十字型のアルミホイールはネジからイメージ
──サイド面ではドア下のガーニッシュと、サイドシル部のアンダーガーニッシュが「ギア風」ですが、ライバルではホイールアーチを塗装してブラック部分を増やしていますね?
「新型はもともとコンテナハウスをモチーフとした頑丈なイメージが特徴ですし、ホイールアーチ部も強い造形になっているので、さらにガーニッシュを追加する必要はありません。また、ブラック部分の面積はあまり広すぎると『カッコよさ、タフな男性らしさ』が勝ってしまい、誰もが乗れる『無骨かわいい』から外れてしまうと考えたんです」
──先代のホイールは鉄チン風のアルミでしたが、今回は新しい表現ですね。
「じつは先代もマイナーチェンジ後には十字タイプのアルミに変わっていたんですよ。新型はこれをさらに進化させたく、『ガジェット感』からネジをモチーフとしました。あたかも巨大なドライバーでコンテナハウスのネジを締めるイメージですね」
──次にボディカラーについてお聞きします。新型ではミモザイエローパールメタリック、ソフトベージュメタリック、モスグレーメタリックが初採用ですが、その意図を教えてください。

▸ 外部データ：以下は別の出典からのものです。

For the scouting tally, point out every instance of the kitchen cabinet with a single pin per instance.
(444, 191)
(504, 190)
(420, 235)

「先代はより明るく元気なカラーリングでしたが、アウトドアの日常化を意識して、より低彩度の色合いとしました。また、モスグレーメタリックは 『ベース』で非常に人気のあった色で、今後ギアでも人気が出るのでは? と思っています(笑)」
──エンブレムやサイドガーニッシュ、インテリアなど、新型はオレンジがアクセントになっていますが、なぜオレンジなのでしょう?
「アウトドアで使われるカラーをいろいろ検討したのですが、冒険心や心の高まりを期待する色としてオレンジとしました。オレンジ自体は先代も使っていたのですが、よりハードな機能性を意識して、赤味を加えた彩度の高いオレンジとしています」
CMFデザインの可能性を拡げる取り組み
──次にインテリアについてうかがいます。インパネなどグリーンの配色が特徴的ですが、実車を見ると写真よりかなり彩度の低い緑ですね。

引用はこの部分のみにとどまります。